By Alfonso Sanchez

The Wine Spectator issue of December 2014-January 2015, lists the Top 100 Best Values of 2104 defined as wines costing $20 or less and rated with 87 points or higher. Remember that wines rated 85 to 89 points are considered very good, those rated 90 to 95 are outstanding and above 95 are classic or exceptional. There are no wines rated above 92 points on the 100 Best Values list.

A quick inspection of the Top 100 Values shows a few remarkable features. The table below summarizes the representation of Top Values by region, by rating score group and by average price.

Region No. of wines 90 pts. or higher Avg. price 87-89 points Avg, price
California 19 2 19.00 17 16.00
Washington/Oregon 10 7 15.00 3 13.70
France 21 6 19.70 15 14.00
Italy 19 5 17.40 14 13.00
Spain-Portugal 11 8 15.40 3 13.00
Argentina-Chile 10 5 17.40 5 13.40
Australia -New Zealand 10 7 15.80 3 15.00

California, France and Italy represent 69 percent of the list. Nothing unlikely or surprising given the volume of production and the large numbers of wineries in these countries. However it is remarkable that a big proportion (7 out of 10) of the wines listed from Washington-Oregon, Spain- Portugal and Australia-NZ are rated 90 points or higher and priced at around $15, compared with $19 for California, $20 for France and $17 for Italy. I do not know whether this could be taken as indicative of the quality to price ratio for different regions but probably it is worthwhile paying close attention to the first three regions mentioned. Portugal in particular is coming up with excellent wines at very affordable prices.

It looks that all regions price their wines in the range of 87 to 89 points at about $13 with the exception of California and Australia-NZ that are 25 percent more expensive ($16). This again probably cannot be taken as representative of the pricing strategies in these regions but might indicate that where there are large markets for that level of quality (the sweet market point), producers can charge a bit more.

Another section of this WS issue lists the Top 100 Wines that includes the highest rated wines regardless of their price.

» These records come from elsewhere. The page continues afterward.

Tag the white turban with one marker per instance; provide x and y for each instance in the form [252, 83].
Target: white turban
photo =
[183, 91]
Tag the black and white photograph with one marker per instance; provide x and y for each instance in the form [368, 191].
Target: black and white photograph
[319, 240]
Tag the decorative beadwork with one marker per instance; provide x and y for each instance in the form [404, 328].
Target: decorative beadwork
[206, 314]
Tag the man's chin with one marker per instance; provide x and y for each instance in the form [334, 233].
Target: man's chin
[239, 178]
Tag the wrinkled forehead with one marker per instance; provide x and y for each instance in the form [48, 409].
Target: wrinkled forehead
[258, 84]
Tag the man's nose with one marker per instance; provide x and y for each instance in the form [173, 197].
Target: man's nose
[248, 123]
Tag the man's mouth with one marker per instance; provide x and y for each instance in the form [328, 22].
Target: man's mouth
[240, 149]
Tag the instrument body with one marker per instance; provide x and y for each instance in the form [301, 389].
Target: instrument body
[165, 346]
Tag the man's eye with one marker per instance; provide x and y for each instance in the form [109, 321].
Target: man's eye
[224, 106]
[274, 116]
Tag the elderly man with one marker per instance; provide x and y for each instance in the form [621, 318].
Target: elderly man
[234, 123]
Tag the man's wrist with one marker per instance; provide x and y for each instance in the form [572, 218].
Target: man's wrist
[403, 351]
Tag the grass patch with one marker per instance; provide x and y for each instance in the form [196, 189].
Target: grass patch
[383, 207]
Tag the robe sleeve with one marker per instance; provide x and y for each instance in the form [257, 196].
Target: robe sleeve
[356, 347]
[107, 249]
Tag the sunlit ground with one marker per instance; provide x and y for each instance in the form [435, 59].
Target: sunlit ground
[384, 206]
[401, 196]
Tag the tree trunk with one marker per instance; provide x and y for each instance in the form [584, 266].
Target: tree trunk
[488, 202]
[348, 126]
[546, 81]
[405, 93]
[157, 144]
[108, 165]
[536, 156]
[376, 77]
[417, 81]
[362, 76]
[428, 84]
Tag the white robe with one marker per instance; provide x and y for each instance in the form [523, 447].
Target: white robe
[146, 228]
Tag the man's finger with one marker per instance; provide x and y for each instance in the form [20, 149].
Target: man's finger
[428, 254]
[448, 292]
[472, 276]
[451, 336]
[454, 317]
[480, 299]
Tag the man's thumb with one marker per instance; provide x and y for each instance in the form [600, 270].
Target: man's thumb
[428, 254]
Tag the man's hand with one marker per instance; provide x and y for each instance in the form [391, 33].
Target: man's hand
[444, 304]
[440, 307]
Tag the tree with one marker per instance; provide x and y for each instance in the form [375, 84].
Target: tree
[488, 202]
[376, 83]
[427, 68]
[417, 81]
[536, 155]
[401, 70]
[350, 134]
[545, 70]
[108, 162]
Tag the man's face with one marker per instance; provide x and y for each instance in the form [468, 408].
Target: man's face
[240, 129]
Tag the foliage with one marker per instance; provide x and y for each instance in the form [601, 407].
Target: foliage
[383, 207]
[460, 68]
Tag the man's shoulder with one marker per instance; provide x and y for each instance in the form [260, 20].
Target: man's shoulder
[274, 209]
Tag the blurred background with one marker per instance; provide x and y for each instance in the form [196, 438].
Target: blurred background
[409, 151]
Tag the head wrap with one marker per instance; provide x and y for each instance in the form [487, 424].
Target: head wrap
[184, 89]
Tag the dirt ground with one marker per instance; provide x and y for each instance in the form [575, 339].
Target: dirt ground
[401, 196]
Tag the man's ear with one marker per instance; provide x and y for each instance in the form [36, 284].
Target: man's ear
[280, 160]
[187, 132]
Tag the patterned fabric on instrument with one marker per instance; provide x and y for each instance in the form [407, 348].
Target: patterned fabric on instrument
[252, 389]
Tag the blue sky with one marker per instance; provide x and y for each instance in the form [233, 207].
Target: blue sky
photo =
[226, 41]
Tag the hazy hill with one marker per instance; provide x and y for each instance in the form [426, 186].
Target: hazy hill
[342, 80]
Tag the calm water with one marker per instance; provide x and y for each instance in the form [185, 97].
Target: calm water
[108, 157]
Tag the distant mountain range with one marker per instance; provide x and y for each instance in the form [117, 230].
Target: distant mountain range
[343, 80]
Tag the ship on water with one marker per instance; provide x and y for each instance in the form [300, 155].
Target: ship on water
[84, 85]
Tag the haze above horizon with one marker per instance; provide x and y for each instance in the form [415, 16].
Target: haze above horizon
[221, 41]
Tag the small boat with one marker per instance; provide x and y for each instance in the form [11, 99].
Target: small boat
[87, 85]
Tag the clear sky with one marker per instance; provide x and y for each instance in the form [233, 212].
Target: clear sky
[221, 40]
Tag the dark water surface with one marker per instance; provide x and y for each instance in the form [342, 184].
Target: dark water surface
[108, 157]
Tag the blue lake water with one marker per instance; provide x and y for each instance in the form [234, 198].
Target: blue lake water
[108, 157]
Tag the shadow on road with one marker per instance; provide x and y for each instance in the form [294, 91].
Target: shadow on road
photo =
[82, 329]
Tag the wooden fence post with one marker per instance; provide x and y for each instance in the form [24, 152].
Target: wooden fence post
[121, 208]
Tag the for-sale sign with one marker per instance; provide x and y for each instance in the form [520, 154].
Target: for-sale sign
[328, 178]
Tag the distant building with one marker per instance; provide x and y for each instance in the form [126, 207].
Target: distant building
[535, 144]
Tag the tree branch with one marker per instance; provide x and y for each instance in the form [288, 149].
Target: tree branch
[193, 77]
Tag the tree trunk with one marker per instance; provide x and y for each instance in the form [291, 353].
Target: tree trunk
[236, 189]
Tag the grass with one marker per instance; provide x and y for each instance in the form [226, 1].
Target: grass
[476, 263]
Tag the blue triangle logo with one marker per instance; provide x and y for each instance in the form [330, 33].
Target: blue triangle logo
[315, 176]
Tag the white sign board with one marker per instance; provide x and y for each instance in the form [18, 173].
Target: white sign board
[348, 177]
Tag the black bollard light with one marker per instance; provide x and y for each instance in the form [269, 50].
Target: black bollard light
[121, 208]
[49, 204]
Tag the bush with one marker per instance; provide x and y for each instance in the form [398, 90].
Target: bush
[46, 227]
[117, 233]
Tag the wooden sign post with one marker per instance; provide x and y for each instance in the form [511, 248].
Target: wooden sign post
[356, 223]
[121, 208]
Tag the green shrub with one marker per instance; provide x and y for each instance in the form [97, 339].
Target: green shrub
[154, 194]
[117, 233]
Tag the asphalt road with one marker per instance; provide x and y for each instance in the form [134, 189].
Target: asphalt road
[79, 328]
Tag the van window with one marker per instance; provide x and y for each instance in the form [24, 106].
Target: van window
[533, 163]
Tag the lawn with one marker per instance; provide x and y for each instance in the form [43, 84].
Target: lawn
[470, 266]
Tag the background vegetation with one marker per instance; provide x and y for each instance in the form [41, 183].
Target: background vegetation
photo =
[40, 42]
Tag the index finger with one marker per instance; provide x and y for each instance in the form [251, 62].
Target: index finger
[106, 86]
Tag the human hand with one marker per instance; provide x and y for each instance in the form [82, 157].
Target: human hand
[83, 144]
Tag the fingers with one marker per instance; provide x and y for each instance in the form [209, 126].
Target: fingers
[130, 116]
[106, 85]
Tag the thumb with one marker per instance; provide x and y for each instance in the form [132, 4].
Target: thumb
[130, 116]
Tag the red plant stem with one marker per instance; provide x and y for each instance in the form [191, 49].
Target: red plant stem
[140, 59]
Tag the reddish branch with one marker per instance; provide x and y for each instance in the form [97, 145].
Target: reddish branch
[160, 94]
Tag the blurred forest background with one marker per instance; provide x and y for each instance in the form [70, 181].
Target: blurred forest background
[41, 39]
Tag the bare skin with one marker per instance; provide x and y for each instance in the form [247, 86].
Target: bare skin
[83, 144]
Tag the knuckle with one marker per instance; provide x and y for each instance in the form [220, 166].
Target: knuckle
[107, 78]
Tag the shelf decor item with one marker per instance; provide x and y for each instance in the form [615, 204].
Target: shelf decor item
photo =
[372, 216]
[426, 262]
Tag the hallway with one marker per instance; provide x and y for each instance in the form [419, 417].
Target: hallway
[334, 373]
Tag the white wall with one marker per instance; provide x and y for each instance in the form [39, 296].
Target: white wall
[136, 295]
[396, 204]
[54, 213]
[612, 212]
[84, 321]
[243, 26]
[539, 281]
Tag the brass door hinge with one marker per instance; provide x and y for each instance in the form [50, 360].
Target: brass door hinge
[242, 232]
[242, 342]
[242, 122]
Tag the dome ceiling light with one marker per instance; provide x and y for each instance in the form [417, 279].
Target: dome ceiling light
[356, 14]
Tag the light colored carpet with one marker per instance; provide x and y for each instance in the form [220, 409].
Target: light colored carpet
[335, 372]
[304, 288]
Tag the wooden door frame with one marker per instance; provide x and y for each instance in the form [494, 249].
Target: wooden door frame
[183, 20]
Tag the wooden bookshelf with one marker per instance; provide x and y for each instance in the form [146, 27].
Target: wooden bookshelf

There are some salient points here:

• The costlier wine on the list is the Ornellaia Bolgheri Superiore 2011 from Tuscany (no, it is not a Sangiovese but a Boudreaux-type blend) at $240, and ranked 65 on the list with 96 pts. The least expensive is the Bodegas Montecillo Rioja, Viña Cumbrero Crianza 2010, ranked 62 and priced at $10 with 90 points. The number one on the list is the Dow’s Vintage Port 2011 from Portugal with 99 points at $82.
• There are 33 Value wines (rated 90 points or higher and costing less than $20) on the top 100 list. However, not all the TOP 100 Value Wines (the first list discussed above) rated 90 or higher are on the Top 100 wines. Probably the rating criteria is somewhat different for both lists but the WS does not explain the discrepancy.
• Finally on the Top 100 Wines list there are 19 from Italy, and California each, followed by 14 from France. The new world (Americas, Australia, New Zealand and South Africa) is represented with 45 wines of which there are 4 from Argentina and 6 from Chile. This is drastic reduction from 2013 when the new world had 61 wines on the list. You draw your conclusions.

Overall it is nice to know that one can still drink pretty good wines at reasonable prices and that it is important to look at those regions that can offer the best quality-price ratios. The remaining problem is whether a 90 points cabernet from California is as good as a 90 points from France at about the same prices. And this is very subjective.